Des feuilles récoltées ici et là lui servaient de couvertures et plusieurs plumes de Luna étaient rassemblées en guise d'oreiller. Comme elle aimait y enfouir son visage le soir et sentir le duvet lui caresser le visage ! Son sommeil était guidé par ce rituel quotidien, naviguant sur l’odeur rassurante de sa mère.
Arwenne se dirigea vers son lit, prit l'une des plumes, l'enroula comme elle put sur elle-même, et la rangea dans son petit sac fait de feuilles de saule blanc, qu'elle avait appris à confectionner avec Aurore. Ensuite, elle ramassa près de son lit le gland qu’elle avait préalablement vidé, raccourci et séparé de sa cupule, pour en faire une gourde et y versa quelques gouttes de rosée pour ne pas en manquer durant son voyage. Elle y plongea ensuite des morceaux de baies de sureau noir qui la nourriraient également en cas de besoin. Elle revissa la cupule par-dessus et l'attacha à sa taille à l’aide d’une ceinture faite de toile.
La petite fée avait appris à capturer de petites gouttes de rosée dans une toile tissée par Aurore, pour ne jamais manquer d'eau.
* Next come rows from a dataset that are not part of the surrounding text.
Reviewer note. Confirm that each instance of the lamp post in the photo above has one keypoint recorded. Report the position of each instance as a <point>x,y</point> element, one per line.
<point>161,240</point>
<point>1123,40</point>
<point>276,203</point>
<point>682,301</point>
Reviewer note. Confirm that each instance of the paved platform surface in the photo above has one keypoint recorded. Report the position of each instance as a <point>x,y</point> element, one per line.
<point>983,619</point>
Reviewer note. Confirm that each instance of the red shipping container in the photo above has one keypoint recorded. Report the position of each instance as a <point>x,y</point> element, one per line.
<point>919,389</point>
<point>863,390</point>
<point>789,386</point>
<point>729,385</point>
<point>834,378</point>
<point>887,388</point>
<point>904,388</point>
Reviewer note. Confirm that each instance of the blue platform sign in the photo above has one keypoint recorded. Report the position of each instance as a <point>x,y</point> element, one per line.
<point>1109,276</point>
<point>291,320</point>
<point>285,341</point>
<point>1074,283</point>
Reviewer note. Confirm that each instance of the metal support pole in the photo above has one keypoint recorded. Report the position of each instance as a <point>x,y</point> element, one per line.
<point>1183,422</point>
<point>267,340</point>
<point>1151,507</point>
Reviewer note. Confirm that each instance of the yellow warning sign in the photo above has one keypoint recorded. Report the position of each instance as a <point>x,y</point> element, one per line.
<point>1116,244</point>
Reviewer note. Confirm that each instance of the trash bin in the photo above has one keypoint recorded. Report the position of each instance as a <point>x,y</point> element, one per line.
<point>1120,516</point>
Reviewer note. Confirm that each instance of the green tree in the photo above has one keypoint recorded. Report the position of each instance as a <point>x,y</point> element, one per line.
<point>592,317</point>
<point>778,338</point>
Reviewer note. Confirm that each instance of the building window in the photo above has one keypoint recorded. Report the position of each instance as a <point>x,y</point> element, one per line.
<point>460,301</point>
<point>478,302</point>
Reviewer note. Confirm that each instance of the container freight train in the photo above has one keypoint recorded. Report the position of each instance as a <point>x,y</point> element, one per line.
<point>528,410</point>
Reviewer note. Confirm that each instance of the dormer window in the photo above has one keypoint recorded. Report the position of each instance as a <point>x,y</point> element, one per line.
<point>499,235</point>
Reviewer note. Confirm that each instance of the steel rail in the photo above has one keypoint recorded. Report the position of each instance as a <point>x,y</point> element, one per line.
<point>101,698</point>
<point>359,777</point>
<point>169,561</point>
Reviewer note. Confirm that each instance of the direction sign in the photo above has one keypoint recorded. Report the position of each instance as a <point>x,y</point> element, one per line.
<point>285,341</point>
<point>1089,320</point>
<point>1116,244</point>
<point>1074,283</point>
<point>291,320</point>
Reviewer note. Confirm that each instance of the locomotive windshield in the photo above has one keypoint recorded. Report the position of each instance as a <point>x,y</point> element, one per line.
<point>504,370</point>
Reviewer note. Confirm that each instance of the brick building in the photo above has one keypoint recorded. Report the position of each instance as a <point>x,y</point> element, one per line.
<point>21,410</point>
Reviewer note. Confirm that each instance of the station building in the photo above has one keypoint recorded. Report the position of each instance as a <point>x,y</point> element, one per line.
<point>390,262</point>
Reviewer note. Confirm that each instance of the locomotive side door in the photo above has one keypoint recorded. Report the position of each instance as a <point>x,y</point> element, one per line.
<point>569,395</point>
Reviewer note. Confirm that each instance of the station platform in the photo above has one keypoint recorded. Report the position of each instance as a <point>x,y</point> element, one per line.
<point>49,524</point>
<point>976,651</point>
Cela lui servait également à voir son reflet, et elle s'y regarda, voulant lister tous ces détails qui faisaient d'elle un être à part dans cette forêt.
Si la petite fée et Luna avaient des points communs, des particularités physiques les différenciaient. Notamment, celles de leurs ailes qui n’avaient en semblable capacité toutes deux, que celle de voler.
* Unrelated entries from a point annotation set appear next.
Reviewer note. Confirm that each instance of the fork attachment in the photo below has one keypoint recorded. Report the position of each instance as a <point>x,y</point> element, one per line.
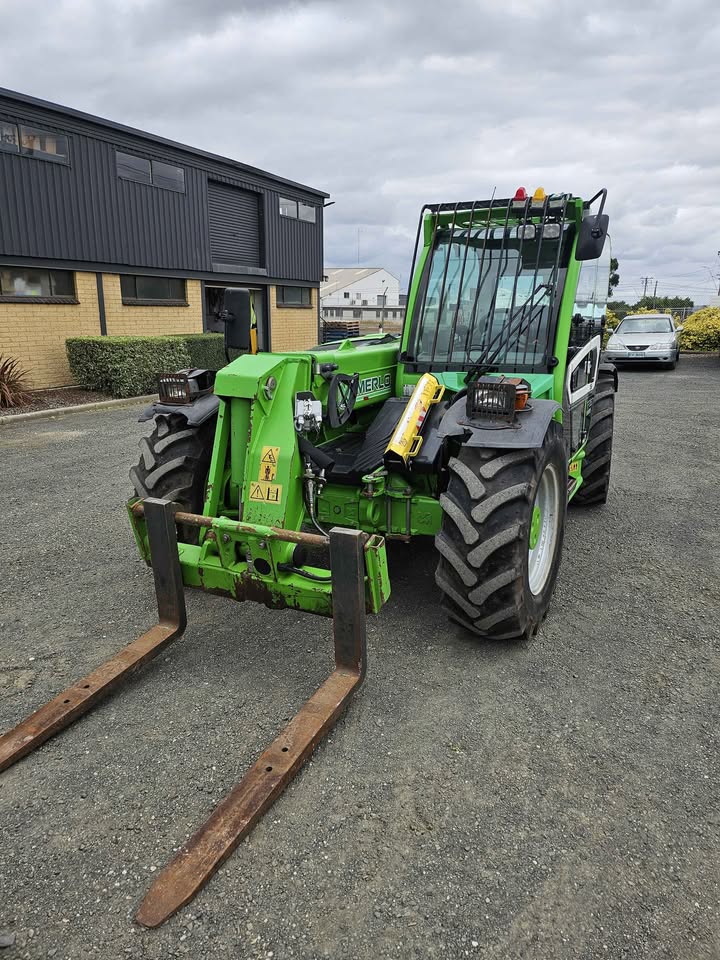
<point>72,703</point>
<point>238,813</point>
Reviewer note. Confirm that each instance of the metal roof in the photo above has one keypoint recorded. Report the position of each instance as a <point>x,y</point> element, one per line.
<point>339,277</point>
<point>23,98</point>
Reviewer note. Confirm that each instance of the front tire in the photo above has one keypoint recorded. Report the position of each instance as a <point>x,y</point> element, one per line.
<point>174,465</point>
<point>500,541</point>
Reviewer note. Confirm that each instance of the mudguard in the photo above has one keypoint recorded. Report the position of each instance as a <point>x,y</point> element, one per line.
<point>607,367</point>
<point>527,432</point>
<point>196,412</point>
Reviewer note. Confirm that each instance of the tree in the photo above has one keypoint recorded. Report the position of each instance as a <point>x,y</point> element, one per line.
<point>614,275</point>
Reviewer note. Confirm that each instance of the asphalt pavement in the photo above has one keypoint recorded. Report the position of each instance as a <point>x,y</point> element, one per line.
<point>552,800</point>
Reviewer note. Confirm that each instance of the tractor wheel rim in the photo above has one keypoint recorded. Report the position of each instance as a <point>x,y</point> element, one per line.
<point>544,529</point>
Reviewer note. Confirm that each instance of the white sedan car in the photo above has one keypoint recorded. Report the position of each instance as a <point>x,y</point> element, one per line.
<point>645,338</point>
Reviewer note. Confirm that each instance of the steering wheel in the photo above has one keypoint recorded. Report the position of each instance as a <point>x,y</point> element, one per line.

Face à ce miroir, dans sa petite robe faite de digitales violettes, Arwenne déploya ses ailes et les étudia.Elle avait tout comme sa mère des ailes, oui, mais elles n'étaient pas identiques. Celles de la mésange étaient faites de plumes et d’os, alors que les siennes étaient fines, aux reflets bleutés. Si transparentes qu'elles ressemblaient à du givre recouvrant les gouttes de rosée au petit matin. À la lueur du soleil couchant, les reflets argentés scintillaient instantanément. Après les avoir admirées sous toutes les coutures, Arwenne les remua de plus en plus vite. Leur bruit était semblable à ceux des ailes des colibris. Elles étaient vives et rapides, à tel point que lorsqu’elles battaient à leur plus vive allure, elles en devenaient presque invisibles.
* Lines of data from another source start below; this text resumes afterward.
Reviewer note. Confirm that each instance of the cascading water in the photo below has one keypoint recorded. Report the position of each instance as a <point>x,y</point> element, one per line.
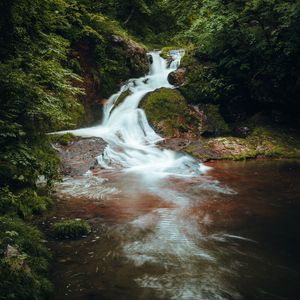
<point>131,140</point>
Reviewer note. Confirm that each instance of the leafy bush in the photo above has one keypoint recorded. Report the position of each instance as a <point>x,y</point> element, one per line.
<point>71,229</point>
<point>23,261</point>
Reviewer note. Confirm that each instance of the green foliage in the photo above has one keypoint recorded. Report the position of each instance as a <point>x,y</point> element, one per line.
<point>63,139</point>
<point>23,261</point>
<point>71,229</point>
<point>25,203</point>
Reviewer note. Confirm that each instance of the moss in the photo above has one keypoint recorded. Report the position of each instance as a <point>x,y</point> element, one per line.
<point>23,261</point>
<point>63,139</point>
<point>71,229</point>
<point>24,203</point>
<point>264,141</point>
<point>165,51</point>
<point>168,112</point>
<point>120,99</point>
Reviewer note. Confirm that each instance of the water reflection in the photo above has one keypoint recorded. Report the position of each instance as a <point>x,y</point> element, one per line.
<point>196,239</point>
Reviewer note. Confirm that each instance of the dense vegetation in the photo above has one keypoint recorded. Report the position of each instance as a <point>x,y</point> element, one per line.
<point>59,57</point>
<point>246,54</point>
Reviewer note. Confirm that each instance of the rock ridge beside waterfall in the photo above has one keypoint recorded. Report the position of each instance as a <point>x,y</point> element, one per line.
<point>78,154</point>
<point>130,60</point>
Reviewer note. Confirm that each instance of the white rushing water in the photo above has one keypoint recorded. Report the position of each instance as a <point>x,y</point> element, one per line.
<point>131,140</point>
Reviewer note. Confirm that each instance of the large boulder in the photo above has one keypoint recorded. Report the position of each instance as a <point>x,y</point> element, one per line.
<point>177,77</point>
<point>169,114</point>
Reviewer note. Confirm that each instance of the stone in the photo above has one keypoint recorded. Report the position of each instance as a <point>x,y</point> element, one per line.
<point>177,77</point>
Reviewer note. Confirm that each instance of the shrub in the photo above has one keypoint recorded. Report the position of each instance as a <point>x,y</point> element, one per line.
<point>71,229</point>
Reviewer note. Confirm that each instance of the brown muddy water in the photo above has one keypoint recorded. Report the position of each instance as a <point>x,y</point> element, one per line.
<point>233,233</point>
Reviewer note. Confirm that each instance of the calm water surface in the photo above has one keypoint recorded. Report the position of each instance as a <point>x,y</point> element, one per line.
<point>233,233</point>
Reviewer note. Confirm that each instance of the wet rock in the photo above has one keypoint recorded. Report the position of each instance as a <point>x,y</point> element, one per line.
<point>212,122</point>
<point>177,77</point>
<point>138,58</point>
<point>15,259</point>
<point>76,159</point>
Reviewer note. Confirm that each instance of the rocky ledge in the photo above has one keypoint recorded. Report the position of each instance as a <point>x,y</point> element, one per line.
<point>77,154</point>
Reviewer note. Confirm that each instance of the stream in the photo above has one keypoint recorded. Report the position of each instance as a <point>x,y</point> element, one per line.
<point>168,227</point>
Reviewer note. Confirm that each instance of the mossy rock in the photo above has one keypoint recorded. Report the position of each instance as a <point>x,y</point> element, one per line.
<point>165,52</point>
<point>71,229</point>
<point>214,125</point>
<point>24,261</point>
<point>264,141</point>
<point>168,112</point>
<point>121,99</point>
<point>63,139</point>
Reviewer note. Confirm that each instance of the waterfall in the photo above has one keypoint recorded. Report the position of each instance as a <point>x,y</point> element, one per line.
<point>132,142</point>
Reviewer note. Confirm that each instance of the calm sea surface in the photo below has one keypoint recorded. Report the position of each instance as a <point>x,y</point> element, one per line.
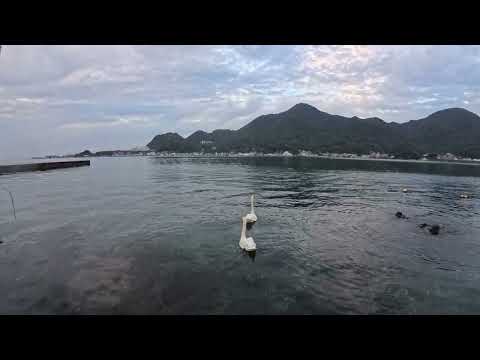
<point>160,236</point>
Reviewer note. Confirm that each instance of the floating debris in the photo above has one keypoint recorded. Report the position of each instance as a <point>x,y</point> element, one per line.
<point>434,230</point>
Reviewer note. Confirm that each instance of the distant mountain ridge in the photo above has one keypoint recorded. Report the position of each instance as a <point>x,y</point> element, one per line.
<point>304,127</point>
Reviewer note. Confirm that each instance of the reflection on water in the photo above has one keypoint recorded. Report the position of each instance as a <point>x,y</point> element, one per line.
<point>160,236</point>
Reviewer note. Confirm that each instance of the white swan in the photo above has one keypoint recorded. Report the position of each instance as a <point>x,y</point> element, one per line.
<point>251,217</point>
<point>246,243</point>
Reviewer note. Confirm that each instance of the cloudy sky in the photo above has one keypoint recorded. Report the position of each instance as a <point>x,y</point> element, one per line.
<point>64,99</point>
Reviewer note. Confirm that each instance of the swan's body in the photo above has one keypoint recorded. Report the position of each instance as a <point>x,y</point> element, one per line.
<point>251,217</point>
<point>245,243</point>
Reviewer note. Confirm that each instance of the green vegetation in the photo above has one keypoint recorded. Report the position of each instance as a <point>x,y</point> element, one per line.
<point>303,127</point>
Elle les replia et continua son étude. Son visage était petit et ovale, plein de petites taches de rousseur, accentuant son air éternellement enfantin. Ses grands yeux aux iris gris et aux longs cils recourbés étaient ce qu'Arwenne aimait le plus chez elle. Elle en était fière. Son nez lui, était retroussé et fragile, tout le contraire du robuste bec de Luna. Sa peau, quant à elle, était rose et lisse, sensible aux températures, mais devenait plus blanche certaines nuits, comme si elle était faite pour absorber les rayons de la lune. Pour finir, elle toucha ses grandes oreilles pointues, dressées comme celles des lynx. Elles lui donnaient la faculté d'entendre des sons que même sa mère n'entendait pas.
Après cette inspection, la petite fée prit un fil fait d'une tige de pissenlit, et entreprit de transformer sa cascade de cheveux en une longue queue de cheval pour ne pas être dérangée lors de son vol.
La douce fée se plaça au centre de la cabane et regarda autour d'elle une dernière fois, son cœur battant d’appréhension mais aussi d’excitation. Elle avait l'impression qu'il allait sortir de sa poitrine.
Enfin, elle souffla un grand coup pour se donner le courage de quitter ce qu'elle avait toujours connu et ouvrit la porte, se jurant de revenir.